O GLOBO,  n 32.311, 23/01/2022. Política, p. 6

Firma que contratou Moro recebeu 77% da receita de alvos da Lava—Jato

Aguirre Talento, Mariana Muniz e Patrik Camporez


Alvarez & Marsal informou dados ao TCU,  que apura a atuação do ex—juiz no setor privado

O escritório que contratou o ex-ministro e ex-juiz da Lava-Jato Sergio Moro, Alvarez & Marsal, recebeu cerca de R$ 65 milhões de honorários de empresas que foram alvos da operação, o equivalente a 77,6% dos seus recebimentos no Brasil.

Os dados foram informados pela empresa ao Tribunal de Contas da União (TCU), em um processo aberto para apurar possíveis irregularidades da atuação de Moro no escritório, pelo fato de ele ter sido juiz da Lava-Jato. A empresa, entretanto, afirmou ao TCU que Moro não atuava em processos envolvendo as empresas alvo da operação. 

Esses pagamentos foram feitos pela Odebrecht, OAS, banco BVA, Galvão Engenharia e grupo Atvos (antiga Odebrecht Agroindustrial) ao contratarem o escritório para atuação em processos de recuperação judicial ou falência. 

Procurado, o ex-ministro disse que seu contrato não era com a parte da empresa responsável por recuperações judiciais, que segundo ele tem outro CNPJ e fontes de receita diferentes.

“Nunca prestei nenhum tipo de trabalho para empresas envolvidas na Lava-Jato. E isso foi deixado claro, a meu pedido, no contrato que assinei com a renomada consultoria norte-americana. Nos meses em que estive na empresa, trabalhei com compliance e investigação corporativa, ou seja, ajudando e orientando empresas a construir políticas para evitar e combater a corrupção”, destacou Moro, por meio de nota. 

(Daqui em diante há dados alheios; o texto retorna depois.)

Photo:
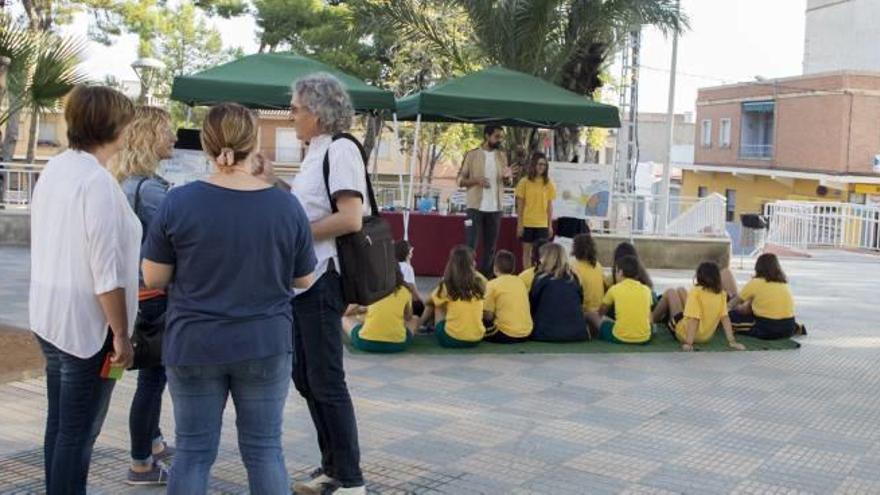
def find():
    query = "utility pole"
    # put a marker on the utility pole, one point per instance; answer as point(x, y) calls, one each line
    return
point(670, 134)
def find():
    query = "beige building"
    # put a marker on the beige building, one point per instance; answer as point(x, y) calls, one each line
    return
point(814, 137)
point(51, 136)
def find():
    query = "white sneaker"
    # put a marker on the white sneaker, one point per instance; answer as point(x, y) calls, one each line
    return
point(315, 485)
point(354, 490)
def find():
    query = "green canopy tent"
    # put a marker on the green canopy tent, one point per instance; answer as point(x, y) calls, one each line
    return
point(500, 96)
point(505, 97)
point(263, 81)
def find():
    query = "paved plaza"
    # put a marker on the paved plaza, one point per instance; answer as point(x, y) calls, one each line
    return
point(783, 422)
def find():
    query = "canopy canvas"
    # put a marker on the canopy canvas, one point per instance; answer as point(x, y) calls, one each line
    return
point(505, 97)
point(264, 81)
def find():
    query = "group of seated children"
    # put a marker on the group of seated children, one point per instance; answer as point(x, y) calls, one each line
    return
point(562, 300)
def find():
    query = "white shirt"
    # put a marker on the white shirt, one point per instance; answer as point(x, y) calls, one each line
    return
point(347, 173)
point(490, 194)
point(409, 275)
point(85, 241)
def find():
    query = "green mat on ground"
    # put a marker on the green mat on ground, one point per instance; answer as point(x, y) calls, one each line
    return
point(662, 341)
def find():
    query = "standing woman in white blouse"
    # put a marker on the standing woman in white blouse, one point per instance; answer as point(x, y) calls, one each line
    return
point(85, 244)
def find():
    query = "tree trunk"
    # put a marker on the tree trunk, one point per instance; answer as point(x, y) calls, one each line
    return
point(373, 127)
point(32, 136)
point(10, 140)
point(580, 75)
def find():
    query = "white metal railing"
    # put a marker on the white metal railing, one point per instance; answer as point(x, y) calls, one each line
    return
point(755, 150)
point(804, 225)
point(688, 216)
point(17, 183)
point(705, 218)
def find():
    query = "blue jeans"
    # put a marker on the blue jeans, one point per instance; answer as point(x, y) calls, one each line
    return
point(320, 378)
point(259, 390)
point(78, 400)
point(146, 406)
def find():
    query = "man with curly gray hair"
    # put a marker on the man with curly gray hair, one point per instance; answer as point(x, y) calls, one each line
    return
point(321, 109)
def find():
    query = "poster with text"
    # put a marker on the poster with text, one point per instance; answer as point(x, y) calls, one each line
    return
point(185, 166)
point(583, 190)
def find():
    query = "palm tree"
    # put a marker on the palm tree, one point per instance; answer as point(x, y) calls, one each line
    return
point(568, 42)
point(41, 72)
point(54, 74)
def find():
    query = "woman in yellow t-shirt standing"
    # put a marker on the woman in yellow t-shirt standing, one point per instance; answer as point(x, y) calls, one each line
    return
point(534, 205)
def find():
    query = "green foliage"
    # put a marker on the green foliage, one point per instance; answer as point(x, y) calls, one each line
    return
point(181, 36)
point(43, 68)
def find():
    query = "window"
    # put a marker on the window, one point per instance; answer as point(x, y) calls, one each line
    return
point(730, 195)
point(609, 155)
point(47, 134)
point(288, 148)
point(756, 135)
point(724, 133)
point(706, 133)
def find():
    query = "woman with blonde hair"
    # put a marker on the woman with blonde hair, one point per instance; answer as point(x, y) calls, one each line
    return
point(148, 139)
point(556, 299)
point(85, 242)
point(231, 247)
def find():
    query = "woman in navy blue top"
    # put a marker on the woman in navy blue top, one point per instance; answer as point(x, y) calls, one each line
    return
point(230, 249)
point(556, 299)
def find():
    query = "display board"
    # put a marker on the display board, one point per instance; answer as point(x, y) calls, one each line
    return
point(583, 190)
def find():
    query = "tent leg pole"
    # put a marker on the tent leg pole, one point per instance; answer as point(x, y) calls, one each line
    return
point(412, 173)
point(398, 157)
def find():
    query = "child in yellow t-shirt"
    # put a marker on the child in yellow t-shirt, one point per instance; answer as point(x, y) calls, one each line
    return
point(534, 205)
point(765, 308)
point(631, 301)
point(457, 303)
point(528, 275)
point(590, 274)
point(694, 315)
point(385, 325)
point(507, 304)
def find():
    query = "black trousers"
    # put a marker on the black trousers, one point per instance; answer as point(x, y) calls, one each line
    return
point(484, 227)
point(319, 377)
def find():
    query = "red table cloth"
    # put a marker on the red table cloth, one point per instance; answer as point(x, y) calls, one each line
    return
point(433, 236)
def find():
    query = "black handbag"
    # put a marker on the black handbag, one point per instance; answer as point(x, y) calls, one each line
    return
point(367, 262)
point(148, 330)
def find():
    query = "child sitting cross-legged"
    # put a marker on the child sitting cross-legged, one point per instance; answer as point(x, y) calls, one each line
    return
point(386, 325)
point(694, 315)
point(457, 303)
point(506, 307)
point(765, 308)
point(631, 301)
point(556, 299)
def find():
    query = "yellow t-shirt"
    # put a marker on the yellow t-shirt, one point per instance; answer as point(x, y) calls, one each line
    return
point(592, 282)
point(528, 277)
point(384, 320)
point(508, 298)
point(706, 306)
point(632, 305)
point(464, 319)
point(536, 196)
point(769, 299)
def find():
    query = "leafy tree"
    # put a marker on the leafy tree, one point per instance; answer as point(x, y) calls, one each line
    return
point(568, 42)
point(180, 36)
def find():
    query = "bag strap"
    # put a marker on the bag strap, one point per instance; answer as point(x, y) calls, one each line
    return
point(137, 194)
point(374, 209)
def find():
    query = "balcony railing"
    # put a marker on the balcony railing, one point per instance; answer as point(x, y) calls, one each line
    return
point(755, 150)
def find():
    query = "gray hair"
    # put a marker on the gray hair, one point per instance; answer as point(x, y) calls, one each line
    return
point(324, 96)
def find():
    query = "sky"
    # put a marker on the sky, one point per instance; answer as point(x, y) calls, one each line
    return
point(729, 41)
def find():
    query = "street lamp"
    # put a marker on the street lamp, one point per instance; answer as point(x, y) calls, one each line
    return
point(147, 70)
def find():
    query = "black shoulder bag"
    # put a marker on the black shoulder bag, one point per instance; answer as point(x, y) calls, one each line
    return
point(368, 267)
point(147, 336)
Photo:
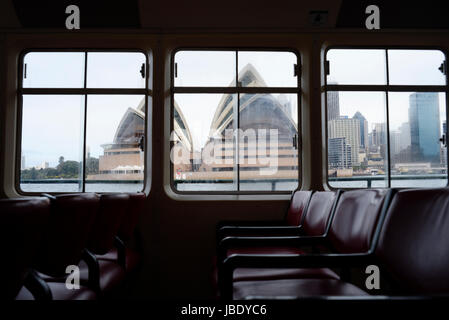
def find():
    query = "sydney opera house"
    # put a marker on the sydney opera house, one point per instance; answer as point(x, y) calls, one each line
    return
point(267, 140)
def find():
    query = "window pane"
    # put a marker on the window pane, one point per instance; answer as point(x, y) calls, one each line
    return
point(115, 70)
point(203, 144)
point(267, 69)
point(357, 139)
point(416, 67)
point(417, 121)
point(356, 66)
point(114, 161)
point(205, 68)
point(268, 159)
point(52, 143)
point(54, 70)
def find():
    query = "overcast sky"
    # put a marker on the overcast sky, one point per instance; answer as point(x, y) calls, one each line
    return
point(52, 124)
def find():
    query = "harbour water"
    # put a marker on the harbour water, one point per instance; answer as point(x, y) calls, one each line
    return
point(253, 186)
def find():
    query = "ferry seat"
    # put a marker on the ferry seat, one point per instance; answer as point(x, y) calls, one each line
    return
point(290, 225)
point(123, 252)
point(23, 222)
point(64, 241)
point(316, 223)
point(357, 218)
point(109, 274)
point(413, 246)
point(411, 252)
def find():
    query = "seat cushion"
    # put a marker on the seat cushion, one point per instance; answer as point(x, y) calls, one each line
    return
point(133, 258)
point(24, 294)
point(111, 275)
point(60, 292)
point(250, 274)
point(265, 250)
point(294, 288)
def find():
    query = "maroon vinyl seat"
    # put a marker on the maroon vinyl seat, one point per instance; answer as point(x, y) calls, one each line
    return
point(291, 225)
point(294, 218)
point(101, 242)
point(410, 251)
point(125, 234)
point(288, 226)
point(356, 218)
point(64, 242)
point(22, 225)
point(316, 223)
point(413, 245)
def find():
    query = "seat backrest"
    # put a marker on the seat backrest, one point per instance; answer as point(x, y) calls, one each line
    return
point(66, 235)
point(317, 217)
point(136, 205)
point(413, 245)
point(22, 224)
point(298, 207)
point(356, 219)
point(107, 222)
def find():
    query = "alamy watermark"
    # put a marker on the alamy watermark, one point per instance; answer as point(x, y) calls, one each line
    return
point(251, 147)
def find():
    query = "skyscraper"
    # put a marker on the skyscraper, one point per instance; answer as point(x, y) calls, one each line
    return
point(404, 130)
point(424, 119)
point(339, 154)
point(333, 105)
point(363, 129)
point(443, 152)
point(349, 129)
point(379, 135)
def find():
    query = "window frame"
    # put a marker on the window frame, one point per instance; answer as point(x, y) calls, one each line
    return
point(146, 92)
point(236, 90)
point(386, 88)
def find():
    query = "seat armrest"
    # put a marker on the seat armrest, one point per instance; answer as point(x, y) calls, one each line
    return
point(37, 286)
point(242, 242)
point(226, 270)
point(247, 223)
point(93, 268)
point(121, 251)
point(228, 231)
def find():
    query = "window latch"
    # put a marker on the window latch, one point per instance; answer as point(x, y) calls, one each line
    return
point(295, 142)
point(142, 70)
point(142, 143)
point(296, 70)
point(443, 140)
point(326, 67)
point(443, 67)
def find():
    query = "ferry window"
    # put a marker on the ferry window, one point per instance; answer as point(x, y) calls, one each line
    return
point(235, 121)
point(88, 137)
point(386, 131)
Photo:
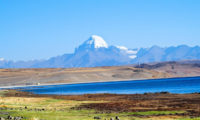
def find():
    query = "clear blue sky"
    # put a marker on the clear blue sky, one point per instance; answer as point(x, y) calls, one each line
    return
point(39, 29)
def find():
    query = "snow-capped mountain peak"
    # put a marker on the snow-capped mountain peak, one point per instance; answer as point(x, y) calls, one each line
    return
point(131, 53)
point(2, 59)
point(96, 42)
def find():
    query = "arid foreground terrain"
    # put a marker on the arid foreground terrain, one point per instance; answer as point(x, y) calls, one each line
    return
point(16, 105)
point(17, 77)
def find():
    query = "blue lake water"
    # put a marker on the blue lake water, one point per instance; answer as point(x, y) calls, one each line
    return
point(172, 85)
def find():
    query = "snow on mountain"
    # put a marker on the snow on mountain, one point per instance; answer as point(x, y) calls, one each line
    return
point(2, 59)
point(131, 53)
point(95, 42)
point(96, 52)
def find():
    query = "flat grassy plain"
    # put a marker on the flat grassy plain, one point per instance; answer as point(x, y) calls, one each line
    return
point(86, 107)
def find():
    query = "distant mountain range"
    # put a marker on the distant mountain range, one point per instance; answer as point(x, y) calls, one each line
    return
point(96, 52)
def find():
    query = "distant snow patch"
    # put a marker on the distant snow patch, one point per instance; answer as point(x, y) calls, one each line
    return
point(98, 41)
point(2, 59)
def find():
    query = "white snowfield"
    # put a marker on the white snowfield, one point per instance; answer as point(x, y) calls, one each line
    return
point(2, 59)
point(132, 53)
point(97, 41)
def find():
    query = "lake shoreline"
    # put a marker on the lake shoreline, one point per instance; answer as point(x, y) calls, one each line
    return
point(54, 84)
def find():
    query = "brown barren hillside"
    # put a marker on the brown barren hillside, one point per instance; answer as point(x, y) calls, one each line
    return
point(18, 77)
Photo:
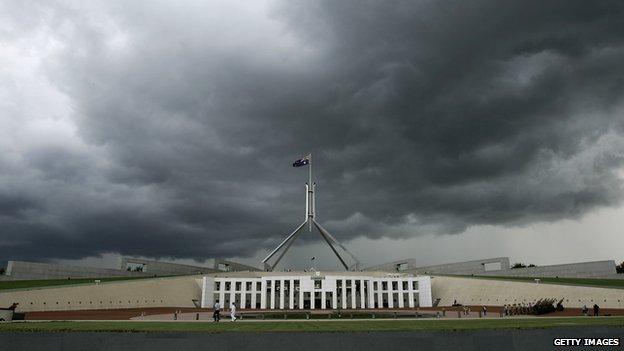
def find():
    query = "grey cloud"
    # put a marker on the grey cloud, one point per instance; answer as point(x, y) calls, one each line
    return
point(423, 117)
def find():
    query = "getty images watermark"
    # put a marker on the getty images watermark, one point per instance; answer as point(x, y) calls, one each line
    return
point(586, 341)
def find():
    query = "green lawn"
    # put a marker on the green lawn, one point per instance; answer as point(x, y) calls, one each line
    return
point(312, 326)
point(26, 284)
point(604, 283)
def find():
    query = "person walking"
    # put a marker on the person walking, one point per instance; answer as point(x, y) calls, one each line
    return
point(233, 311)
point(216, 315)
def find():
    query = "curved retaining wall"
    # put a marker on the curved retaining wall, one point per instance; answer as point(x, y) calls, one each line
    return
point(474, 291)
point(157, 292)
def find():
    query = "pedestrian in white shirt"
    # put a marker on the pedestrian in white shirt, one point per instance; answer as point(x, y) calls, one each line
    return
point(233, 311)
point(216, 315)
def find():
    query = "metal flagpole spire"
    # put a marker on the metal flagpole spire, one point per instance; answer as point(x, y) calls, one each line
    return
point(335, 246)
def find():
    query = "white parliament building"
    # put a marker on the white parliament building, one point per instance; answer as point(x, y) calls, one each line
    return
point(316, 290)
point(349, 289)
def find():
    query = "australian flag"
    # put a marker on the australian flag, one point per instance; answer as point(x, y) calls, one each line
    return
point(302, 162)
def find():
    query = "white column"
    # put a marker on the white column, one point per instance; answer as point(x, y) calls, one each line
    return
point(335, 295)
point(353, 293)
point(371, 295)
point(273, 294)
point(380, 293)
point(390, 297)
point(410, 294)
point(344, 293)
point(263, 294)
point(282, 294)
point(254, 292)
point(292, 294)
point(362, 297)
point(222, 294)
point(243, 294)
point(400, 287)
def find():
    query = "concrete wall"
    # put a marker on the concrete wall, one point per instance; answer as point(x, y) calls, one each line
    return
point(164, 268)
point(230, 266)
point(20, 270)
point(596, 269)
point(491, 292)
point(477, 267)
point(156, 292)
point(395, 266)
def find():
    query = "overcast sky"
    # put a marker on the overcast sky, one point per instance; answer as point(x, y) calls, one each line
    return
point(440, 130)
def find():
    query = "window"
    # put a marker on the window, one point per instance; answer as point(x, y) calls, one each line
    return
point(492, 266)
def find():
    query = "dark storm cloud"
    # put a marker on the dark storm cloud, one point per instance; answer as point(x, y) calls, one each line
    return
point(423, 117)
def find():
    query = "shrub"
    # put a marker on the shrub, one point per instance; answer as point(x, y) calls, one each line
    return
point(620, 268)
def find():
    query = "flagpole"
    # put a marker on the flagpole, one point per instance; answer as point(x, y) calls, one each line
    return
point(310, 194)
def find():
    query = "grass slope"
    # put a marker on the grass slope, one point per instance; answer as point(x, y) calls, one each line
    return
point(311, 326)
point(593, 282)
point(28, 284)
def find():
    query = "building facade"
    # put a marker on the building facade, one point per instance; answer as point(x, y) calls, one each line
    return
point(316, 290)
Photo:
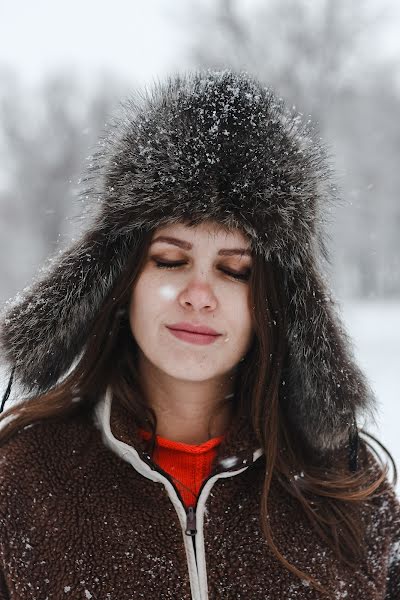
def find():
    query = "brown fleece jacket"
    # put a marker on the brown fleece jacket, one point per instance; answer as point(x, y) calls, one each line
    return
point(84, 513)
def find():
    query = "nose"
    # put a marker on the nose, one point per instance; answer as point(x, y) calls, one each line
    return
point(199, 295)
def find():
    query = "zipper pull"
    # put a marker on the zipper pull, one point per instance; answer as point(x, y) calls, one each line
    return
point(191, 522)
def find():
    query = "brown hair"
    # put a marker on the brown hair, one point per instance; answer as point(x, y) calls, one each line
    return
point(327, 492)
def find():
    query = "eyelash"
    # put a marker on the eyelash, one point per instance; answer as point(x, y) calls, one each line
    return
point(171, 265)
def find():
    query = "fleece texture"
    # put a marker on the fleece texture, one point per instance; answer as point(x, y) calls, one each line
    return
point(205, 145)
point(78, 521)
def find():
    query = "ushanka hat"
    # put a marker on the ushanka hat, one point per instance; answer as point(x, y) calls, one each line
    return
point(204, 145)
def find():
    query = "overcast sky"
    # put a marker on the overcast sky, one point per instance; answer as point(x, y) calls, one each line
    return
point(139, 39)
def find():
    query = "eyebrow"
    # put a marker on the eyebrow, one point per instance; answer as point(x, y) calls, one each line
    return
point(188, 246)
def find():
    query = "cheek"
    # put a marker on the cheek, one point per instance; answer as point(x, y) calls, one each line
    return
point(149, 299)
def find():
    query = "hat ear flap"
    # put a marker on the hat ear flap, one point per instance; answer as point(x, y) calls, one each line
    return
point(45, 331)
point(324, 389)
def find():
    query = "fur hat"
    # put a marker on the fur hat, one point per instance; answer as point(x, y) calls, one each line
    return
point(204, 145)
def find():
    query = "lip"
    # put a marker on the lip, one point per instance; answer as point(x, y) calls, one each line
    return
point(192, 328)
point(194, 338)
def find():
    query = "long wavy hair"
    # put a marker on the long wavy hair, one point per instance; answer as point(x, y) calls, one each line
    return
point(327, 492)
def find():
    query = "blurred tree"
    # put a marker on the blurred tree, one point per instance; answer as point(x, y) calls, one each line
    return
point(321, 57)
point(45, 136)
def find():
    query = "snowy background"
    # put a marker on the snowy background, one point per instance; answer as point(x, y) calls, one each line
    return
point(65, 65)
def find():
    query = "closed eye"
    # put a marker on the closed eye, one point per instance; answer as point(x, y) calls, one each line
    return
point(244, 276)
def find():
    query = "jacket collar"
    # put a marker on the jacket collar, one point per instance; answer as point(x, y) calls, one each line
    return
point(238, 448)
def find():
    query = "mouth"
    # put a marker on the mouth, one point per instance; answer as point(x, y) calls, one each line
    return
point(194, 337)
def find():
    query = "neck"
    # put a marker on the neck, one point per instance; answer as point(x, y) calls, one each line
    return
point(191, 412)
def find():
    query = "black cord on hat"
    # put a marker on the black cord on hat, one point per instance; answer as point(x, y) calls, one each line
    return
point(8, 390)
point(353, 446)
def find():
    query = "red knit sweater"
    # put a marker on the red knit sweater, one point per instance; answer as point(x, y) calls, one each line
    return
point(188, 464)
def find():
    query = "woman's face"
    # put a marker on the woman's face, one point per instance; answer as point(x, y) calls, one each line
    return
point(198, 291)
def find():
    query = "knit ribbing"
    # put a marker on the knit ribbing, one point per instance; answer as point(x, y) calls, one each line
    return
point(188, 464)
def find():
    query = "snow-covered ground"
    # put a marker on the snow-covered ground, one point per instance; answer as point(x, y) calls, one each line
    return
point(375, 330)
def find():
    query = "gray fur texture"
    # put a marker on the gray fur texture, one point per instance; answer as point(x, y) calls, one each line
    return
point(204, 145)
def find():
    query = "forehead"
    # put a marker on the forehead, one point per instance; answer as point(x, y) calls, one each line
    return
point(204, 232)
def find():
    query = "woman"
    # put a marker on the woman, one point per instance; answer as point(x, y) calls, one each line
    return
point(190, 427)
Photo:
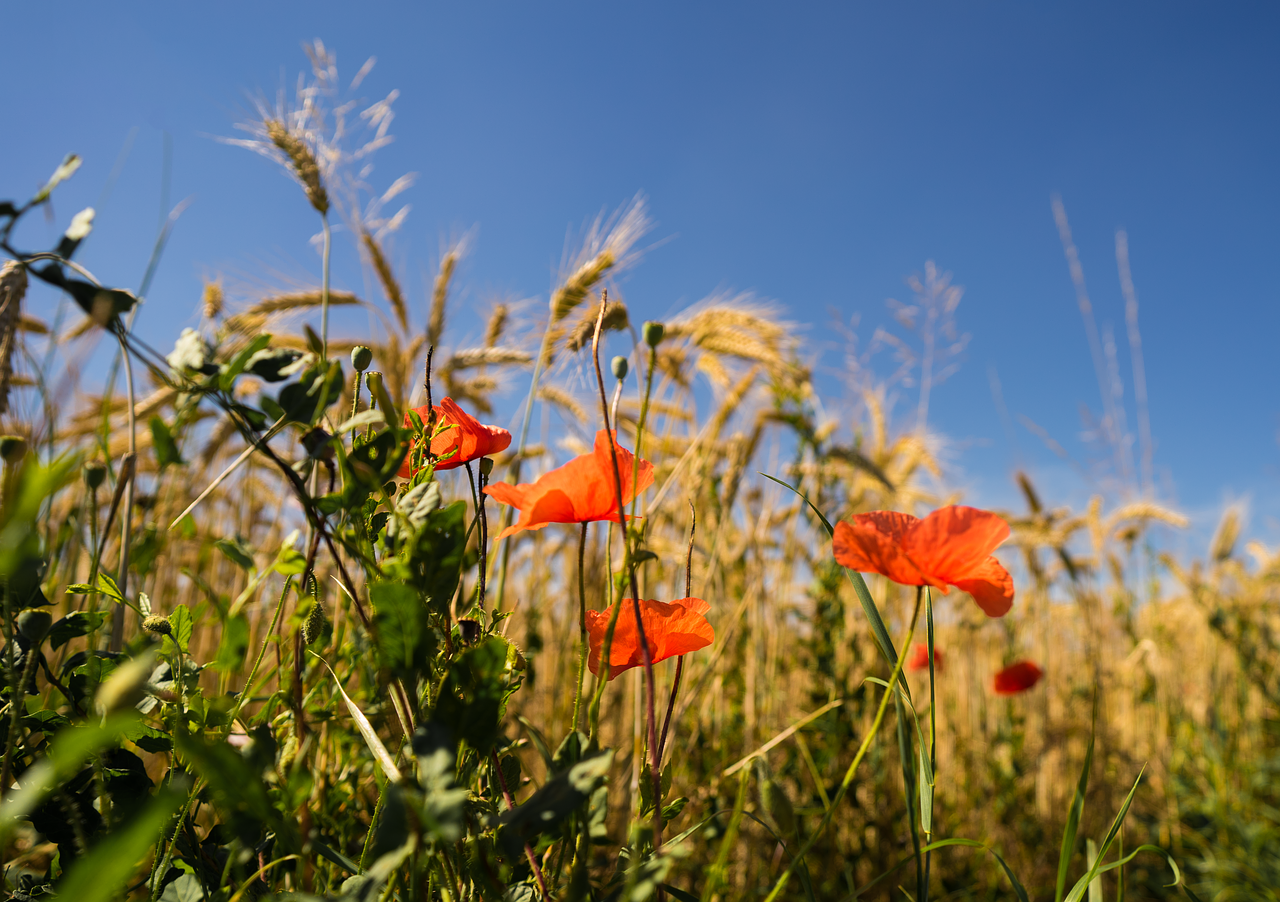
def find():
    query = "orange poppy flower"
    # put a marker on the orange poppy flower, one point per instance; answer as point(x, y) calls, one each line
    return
point(951, 546)
point(580, 491)
point(458, 435)
point(1016, 678)
point(671, 630)
point(919, 659)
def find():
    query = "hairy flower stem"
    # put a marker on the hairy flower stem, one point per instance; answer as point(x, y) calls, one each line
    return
point(680, 660)
point(581, 622)
point(324, 288)
point(629, 563)
point(511, 806)
point(853, 768)
point(127, 517)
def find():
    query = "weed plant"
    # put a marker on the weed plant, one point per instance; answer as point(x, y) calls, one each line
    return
point(282, 621)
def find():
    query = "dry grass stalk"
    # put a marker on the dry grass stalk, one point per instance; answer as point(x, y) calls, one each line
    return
point(302, 163)
point(385, 278)
point(13, 288)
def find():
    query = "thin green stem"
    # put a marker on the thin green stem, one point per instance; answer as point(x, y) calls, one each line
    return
point(581, 623)
point(853, 768)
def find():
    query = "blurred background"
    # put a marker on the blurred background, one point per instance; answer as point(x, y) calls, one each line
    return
point(816, 158)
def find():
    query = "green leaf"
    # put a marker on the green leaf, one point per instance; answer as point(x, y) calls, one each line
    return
point(73, 626)
point(68, 751)
point(406, 641)
point(165, 447)
point(237, 550)
point(554, 801)
point(880, 631)
point(233, 645)
point(101, 874)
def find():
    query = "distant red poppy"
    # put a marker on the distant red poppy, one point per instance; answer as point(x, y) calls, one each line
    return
point(581, 491)
point(951, 546)
point(672, 630)
point(1016, 678)
point(460, 438)
point(919, 659)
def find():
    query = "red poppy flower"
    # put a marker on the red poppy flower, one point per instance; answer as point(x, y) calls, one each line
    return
point(671, 630)
point(951, 546)
point(1018, 678)
point(580, 491)
point(919, 659)
point(458, 438)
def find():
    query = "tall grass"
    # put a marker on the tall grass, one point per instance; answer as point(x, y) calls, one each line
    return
point(301, 703)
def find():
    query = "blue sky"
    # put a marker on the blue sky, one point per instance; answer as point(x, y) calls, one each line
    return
point(813, 154)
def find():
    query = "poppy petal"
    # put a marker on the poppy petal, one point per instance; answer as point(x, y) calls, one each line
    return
point(1016, 678)
point(872, 543)
point(991, 587)
point(671, 630)
point(955, 540)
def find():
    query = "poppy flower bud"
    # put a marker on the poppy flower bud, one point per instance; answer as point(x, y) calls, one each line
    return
point(12, 448)
point(315, 625)
point(95, 474)
point(159, 625)
point(126, 686)
point(361, 357)
point(33, 625)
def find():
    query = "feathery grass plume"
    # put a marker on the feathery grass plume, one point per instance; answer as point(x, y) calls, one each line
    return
point(565, 401)
point(385, 278)
point(440, 292)
point(301, 161)
point(608, 246)
point(472, 357)
point(13, 288)
point(496, 325)
point(211, 300)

O ex-ministro também diz que “jamais trabalhou” para a Odebrecht ou prestou consultoria, direta ou sequer indiretamente, a empresas investigadas na Lava-Jato.

“A empresa de consultoria internacional, para a qual prestei serviço, foi nomeado por um juiz para atuar na recuperação judicial de créditos da Odebrecht, ou seja, para ajudar os credores a receberem dívidas. E eu jamais trabalhei nesse departamento da empresa ", completou o ex-juiz.

RETIRADA DE SIGILO

A Alvarez & Marsal, em petição apresentada ao TCU, afirmou que não existe conflito de interesse na contratação de Sergio Moro e que não houve irregularidades em sua atuação. 

A investigação sobre a ligação de Moro com o escritório foi aberta no início de 2021. No pedido de apuração o procurador junto ao TCU, Lucas Furtado, sustentou que a vinculação do ex-juiz atuando para o escritório após deixar a magistratura deveria ser investigada “considerando o risco de conflito de interesses que pode surgir quando o mesmo agente, em um primeiro momento, atua em processo judicial que interfere no desempenho econômico e financeiro da empresa e, em um segundo momento, aufere renda, ainda que indiretamente com o processo de recuperação judicial para o qual seus atos podem ser contribuído”.

Na última semana, atendendo pedido do Ministério Público, o ministro Bruno Dantas, relator do processo no TCU, retirou o sigilo dos documentos.